Hi HN! We worked at OpenAI and Anthropic and believe we can provide much higher quality code generation by fine-tuning an LLM on your codebase compared to Sonnet-3.5 or o1 but not fine-tuned. Let me know if you are interested and we can fine-tune for you for free to test.
I wish you posted more evaluation details on your page as text. What exactly was your accuracy vs. Sonnet? (Right now, we can only tell that Sonnet's was ≤ 1/4.3.) Why the Discourse repo? Providing more detailed information would help folks trust your claims more.
I agree, we need to post more data. Since we are very early (<1 month) we just shared the initial results. Discourse repo was just a good option since it is a big public repo that could benefit from fine-tuning. We plan to add more benchmarks to the website as we progress.

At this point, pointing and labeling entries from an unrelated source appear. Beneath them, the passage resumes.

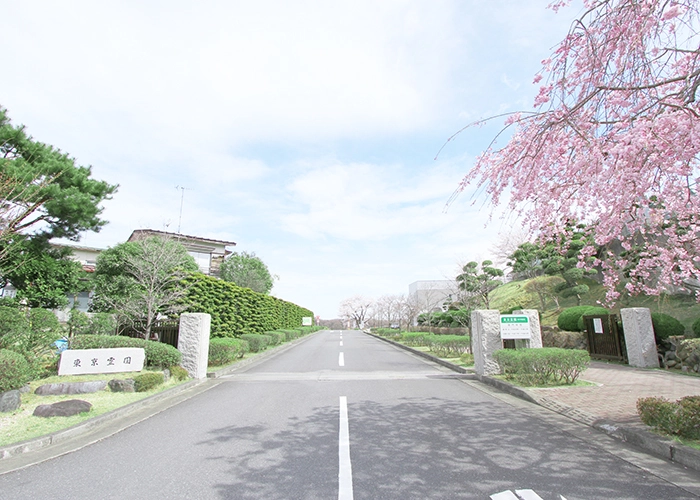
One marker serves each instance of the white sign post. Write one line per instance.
(515, 326)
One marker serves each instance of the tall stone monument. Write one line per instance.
(639, 337)
(486, 338)
(193, 343)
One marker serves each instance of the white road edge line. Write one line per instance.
(344, 468)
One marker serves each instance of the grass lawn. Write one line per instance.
(21, 425)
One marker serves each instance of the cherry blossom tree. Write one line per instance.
(613, 141)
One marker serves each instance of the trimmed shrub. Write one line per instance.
(666, 326)
(147, 381)
(568, 318)
(467, 358)
(589, 312)
(158, 355)
(103, 324)
(542, 366)
(31, 334)
(179, 373)
(15, 370)
(78, 323)
(223, 351)
(236, 310)
(681, 418)
(449, 346)
(256, 343)
(276, 338)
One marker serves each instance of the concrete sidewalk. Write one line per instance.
(609, 406)
(617, 389)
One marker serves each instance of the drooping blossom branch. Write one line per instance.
(614, 142)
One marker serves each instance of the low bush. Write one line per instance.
(30, 334)
(542, 366)
(449, 346)
(666, 326)
(223, 351)
(467, 358)
(256, 342)
(416, 338)
(158, 354)
(15, 370)
(179, 373)
(103, 324)
(291, 334)
(590, 312)
(568, 319)
(147, 381)
(681, 418)
(276, 337)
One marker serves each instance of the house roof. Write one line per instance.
(148, 232)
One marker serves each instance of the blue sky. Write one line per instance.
(304, 131)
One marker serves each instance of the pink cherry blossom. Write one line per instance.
(614, 141)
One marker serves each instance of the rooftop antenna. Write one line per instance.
(182, 201)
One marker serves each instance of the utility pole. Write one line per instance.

Could be done in the future. Our current focus is highest accuracy. But there are no limitations on the models - just would depend on user preference of size/performance tradeoff.
What is the metric for LLMs? Shouldn't more than just accuracy be measured? If something has high accuracy but low recall, won't it be overfit and fail to generalize? Your metrics would give you false confidence in how effective your model is. Just wondering because the announcement only seems to mention accuracy.
Good point, we should provide more detailed metrics. Since we are very early, we focus on the main metric in our view: higher accuracy of changes to be more practically usable. We will do more testing on overfitting and how the model performance on different types of tasks. On high level we believe in the idea of "a well fine-tuned model should be much better than a large general model". But we need more metrics, I agree.
I agree, we plan to publish more benchmarks and metrics. We also want to publicly host our fine-tuned model for one of the open-source repos so that people can try themselves agains SOTA models.
It seems an interesting fine-tuning idea. Drawing from reasoning models, I wonder if it’s effective to 10x or 100x the fine-tune dataset by having a larger reasoning model create documentation and reasoning COTs about the code base’s current state and speculation about future state updates. Maybe have it output some verbose execution flow analysis.
Thank you for the idea! We are also considering upsampling and distillation. But on high level, correctly setting up the data for simple fine-tuning can already produce great results.
Yes, we fine-tune for each codebase. Now we are focusing on larger enterprise codebases that would: 1. benefit from the fine-tuning the most. 2. have the budget to pay us for the service.
For smaller projects that are price-sensitive we are probably not a good fit at this point.
DeepSeek is an amazing product but has few issues:
1. Data is used for training
2. Context window is rather small and doesn't fit as well large codebase
I keep saying this over and over in all the content I create, the valu of coding with AI will come from working on big, complex, legacy codebases. Not from flashy demo where you create a to-do app.
For that you need solid models with big context and private inference.
Shouldn't we be comparing with other open source model? In particular since this is about llama3.3 then they have the exact context limit which is 128k [1]. Also
Talk is cheap, benchmarks please. Also why did you decide for LLama? AFAIK deepseek always had a slight edge over llama when it comes to coding performance, or is this no longer the case?
Good point, we plan to publish more benchmarks and also publicly host a model for anyone to try. We think Llama is a good option but as we progress we will test other open source models too like deepseek.
I'm not saying you're an imposter... but you're making it really easy to assume that; it doesn't seem you have learnt much while you guys were there. Are you sure you weren't hired by mistake?